Not all police departments act this way. But enough do that it’s viewed as a systemic problem in need of solutions.

If you’re not familiar with government practices, you can be forgiven for believing government entities always follow the law.

But more and more it seems, government entities — not just police — are becoming more reluctant to release information that legally belongs to the people who support them with their tax dollars.

And they’re making requests more challenging for people, interpreting the Freedom of Information Laws more strictly to take advantage of imprecise wording to deny the public access to governmental records, and using subtle and not-so-subtle practices to intimidate and discourage people who request information.

For instance, some governments require people to provide their names and other information, from anyone who seeks a record. Many governments now require that individuals submit a formal Freedom of Information Law request for any information request, no matter how easily available the records are and how little needs to be done to fulfill the request. Other government bodies maintain a list of all people who seek information.

Formal FOIL requests are indeed useful in helping governmental entities in identifying and providing records. And they do protect the citizens requesting information by giving them written records of their attempts to secure information.

But there are many times when the government official could simply hand over a record without the need for a formal request and without taking down the person’s identifying information.

Some government bodies also demand that people provide a reason as to why they’re seeking information. Most people don’t know that they are under no obligation to give a reason. We went into that in detail in an editorial published on Aug. 28.

No government needs a list of people seeking information, and not every request for information justifies a formal written request.

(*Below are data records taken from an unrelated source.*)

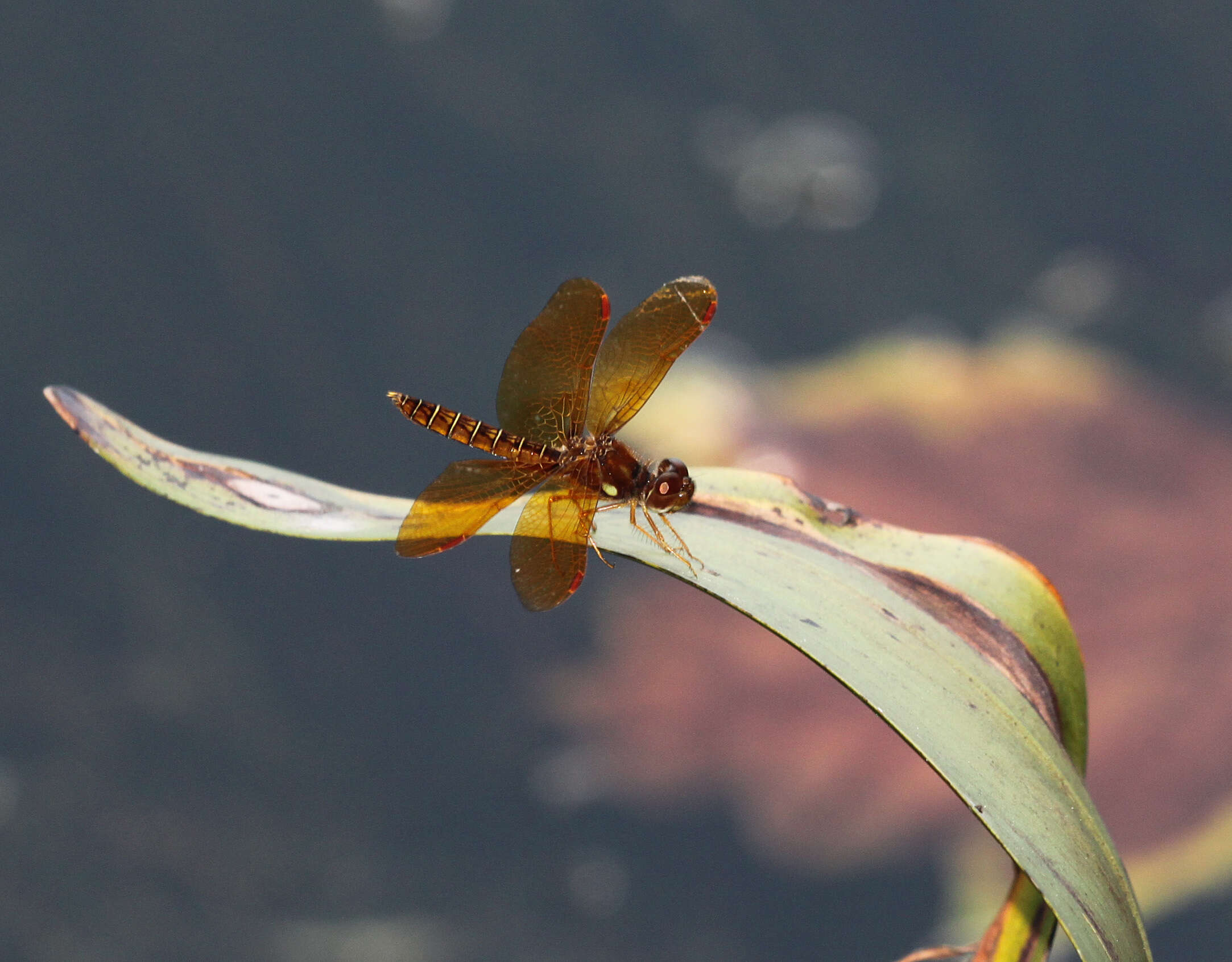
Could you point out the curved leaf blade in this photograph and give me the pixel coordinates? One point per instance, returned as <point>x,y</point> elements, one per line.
<point>842,594</point>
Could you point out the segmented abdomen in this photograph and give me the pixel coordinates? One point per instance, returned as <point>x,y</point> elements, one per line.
<point>470,432</point>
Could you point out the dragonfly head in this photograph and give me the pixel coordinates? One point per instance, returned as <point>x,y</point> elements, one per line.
<point>671,487</point>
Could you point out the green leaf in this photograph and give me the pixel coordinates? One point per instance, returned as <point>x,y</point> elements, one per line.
<point>956,643</point>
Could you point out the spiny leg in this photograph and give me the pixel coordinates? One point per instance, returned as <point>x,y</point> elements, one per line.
<point>657,536</point>
<point>672,528</point>
<point>596,546</point>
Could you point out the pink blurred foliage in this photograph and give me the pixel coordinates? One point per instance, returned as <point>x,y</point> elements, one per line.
<point>1122,498</point>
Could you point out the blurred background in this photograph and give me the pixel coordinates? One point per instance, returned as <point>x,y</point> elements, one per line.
<point>975,274</point>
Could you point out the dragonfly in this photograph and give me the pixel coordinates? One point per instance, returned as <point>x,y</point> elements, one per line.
<point>565,393</point>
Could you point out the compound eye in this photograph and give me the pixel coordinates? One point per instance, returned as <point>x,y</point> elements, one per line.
<point>671,487</point>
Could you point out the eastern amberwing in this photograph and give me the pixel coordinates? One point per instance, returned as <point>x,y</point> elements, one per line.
<point>561,401</point>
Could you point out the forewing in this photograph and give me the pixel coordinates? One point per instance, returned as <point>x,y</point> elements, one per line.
<point>546,382</point>
<point>457,504</point>
<point>548,551</point>
<point>642,346</point>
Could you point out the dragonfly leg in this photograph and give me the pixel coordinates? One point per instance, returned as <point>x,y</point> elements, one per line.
<point>683,545</point>
<point>657,536</point>
<point>593,545</point>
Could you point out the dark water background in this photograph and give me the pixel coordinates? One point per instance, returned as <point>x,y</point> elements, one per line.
<point>242,223</point>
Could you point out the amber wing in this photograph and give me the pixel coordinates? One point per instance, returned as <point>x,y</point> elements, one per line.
<point>462,498</point>
<point>643,346</point>
<point>548,551</point>
<point>546,383</point>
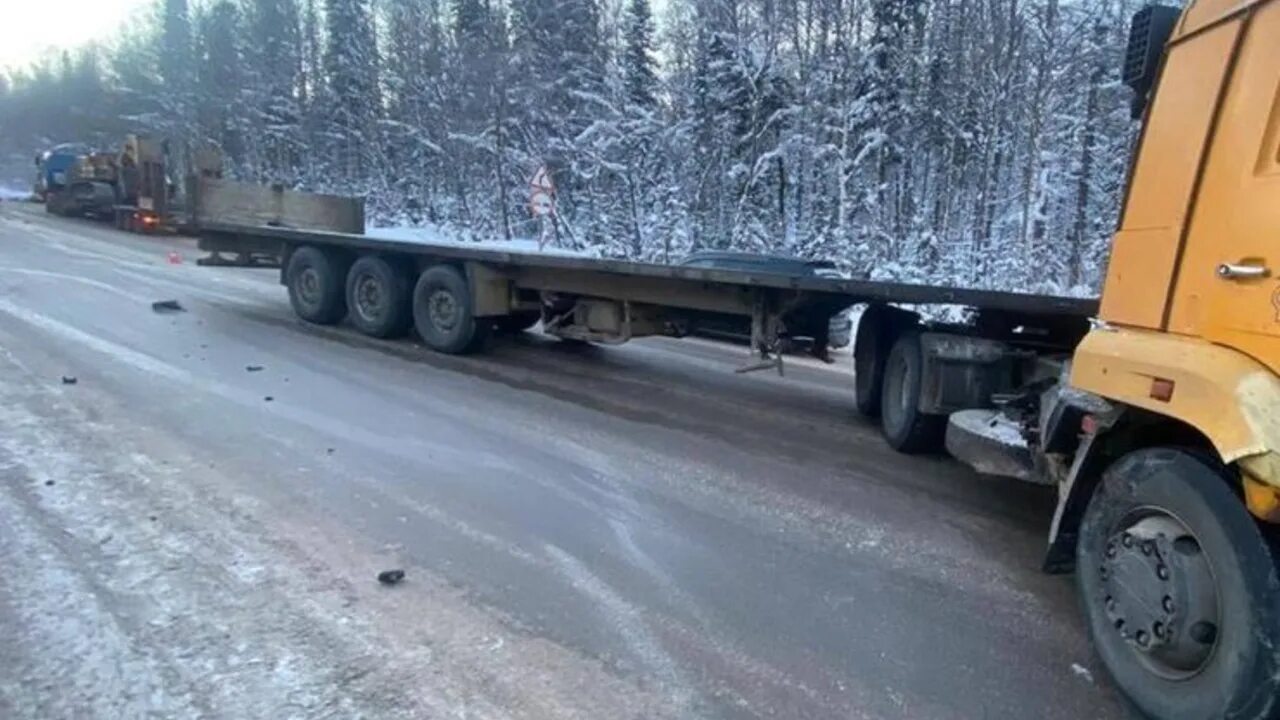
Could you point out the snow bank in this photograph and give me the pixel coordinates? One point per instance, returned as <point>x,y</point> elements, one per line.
<point>440,236</point>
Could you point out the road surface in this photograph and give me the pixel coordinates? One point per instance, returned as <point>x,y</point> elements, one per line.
<point>195,527</point>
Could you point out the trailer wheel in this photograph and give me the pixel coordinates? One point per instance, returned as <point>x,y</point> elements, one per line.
<point>517,322</point>
<point>316,287</point>
<point>871,351</point>
<point>378,297</point>
<point>901,422</point>
<point>443,313</point>
<point>1180,589</point>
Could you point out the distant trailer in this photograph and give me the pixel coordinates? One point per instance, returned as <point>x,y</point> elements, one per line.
<point>912,373</point>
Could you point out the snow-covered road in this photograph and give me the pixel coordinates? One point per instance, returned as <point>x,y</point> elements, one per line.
<point>597,533</point>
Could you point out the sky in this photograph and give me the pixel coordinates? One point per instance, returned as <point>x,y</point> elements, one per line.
<point>31,27</point>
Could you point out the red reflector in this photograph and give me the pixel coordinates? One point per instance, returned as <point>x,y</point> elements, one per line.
<point>1161,390</point>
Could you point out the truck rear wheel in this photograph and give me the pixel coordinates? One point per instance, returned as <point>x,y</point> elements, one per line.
<point>378,297</point>
<point>443,313</point>
<point>1180,589</point>
<point>316,288</point>
<point>905,428</point>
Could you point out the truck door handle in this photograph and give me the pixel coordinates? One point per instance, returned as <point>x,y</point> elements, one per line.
<point>1230,272</point>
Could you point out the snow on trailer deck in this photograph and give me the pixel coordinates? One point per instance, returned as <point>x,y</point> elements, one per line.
<point>228,237</point>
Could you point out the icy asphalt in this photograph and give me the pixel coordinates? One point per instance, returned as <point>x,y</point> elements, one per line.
<point>595,533</point>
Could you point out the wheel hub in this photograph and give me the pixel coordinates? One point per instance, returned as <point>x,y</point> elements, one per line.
<point>443,309</point>
<point>309,285</point>
<point>369,297</point>
<point>1160,595</point>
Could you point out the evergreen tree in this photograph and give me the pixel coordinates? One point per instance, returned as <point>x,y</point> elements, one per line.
<point>353,98</point>
<point>641,74</point>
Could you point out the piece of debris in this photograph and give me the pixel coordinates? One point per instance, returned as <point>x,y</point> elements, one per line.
<point>168,306</point>
<point>391,577</point>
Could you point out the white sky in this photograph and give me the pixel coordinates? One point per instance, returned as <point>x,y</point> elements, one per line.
<point>31,27</point>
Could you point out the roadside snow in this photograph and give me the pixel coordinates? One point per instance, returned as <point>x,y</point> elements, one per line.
<point>440,236</point>
<point>13,194</point>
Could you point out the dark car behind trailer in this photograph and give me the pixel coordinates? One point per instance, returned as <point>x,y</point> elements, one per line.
<point>912,373</point>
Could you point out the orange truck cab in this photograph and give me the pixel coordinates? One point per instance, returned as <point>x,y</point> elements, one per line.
<point>1165,440</point>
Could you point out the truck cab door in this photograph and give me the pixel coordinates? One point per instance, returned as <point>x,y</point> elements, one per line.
<point>1228,286</point>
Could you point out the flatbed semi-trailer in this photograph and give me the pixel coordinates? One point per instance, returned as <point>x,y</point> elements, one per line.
<point>1157,423</point>
<point>457,294</point>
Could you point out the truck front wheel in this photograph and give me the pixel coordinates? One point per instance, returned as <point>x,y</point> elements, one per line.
<point>443,311</point>
<point>1180,589</point>
<point>316,286</point>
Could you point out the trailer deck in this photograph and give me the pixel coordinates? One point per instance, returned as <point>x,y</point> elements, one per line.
<point>240,238</point>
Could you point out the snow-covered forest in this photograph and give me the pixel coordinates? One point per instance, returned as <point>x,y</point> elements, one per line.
<point>973,141</point>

These tactics are used under the guise of routine record-keeping or clarification  to intimidate individuals and discourage them from making requests. Who wants to have their name on some government list of someone seeking information? How will that list be used against them by the government? Better just to forget about it and keep off the government’s radar.

There are many government bodies that routinely respond to requests from citizens without any of the questionable tactics used by others. They dutifully follow the law and turn over whatever information they’re legally obligated or allowed to provide.

Case in point. We were glad to learn that the town of Clifton Park and the Shenendehowa school district on Tuesday released the tentative terms of a deal for the district to sell a parcel of land to the town for a public park. In an editorial last week, we called on the district and the town to release the information before a final deal was struck so the public could digest and comment on it.

To their credit, that’s exactly what officials did. They even set up public meetings to further discuss the terms.

That kind of disclosure should be the rule, not a pleasant surprise.

But more and more, the balance is shifting away from transparency and openness and more toward delaying or denying the release of the public’s documents as long as possible.

The public must demand of its elected officials that they hold themselves and the departments they administer accountable to public access, that they ensure government employees have the resources and policies in place to fulfill the public’s requests for information, and that officials and staff are aware of the terms of the Freedom of Information Law and of their responsibility to uphold it.

It’s your right to have access to public documents. It’s the government’s obligation to make sure you receive them in a fair, timely and complete manner.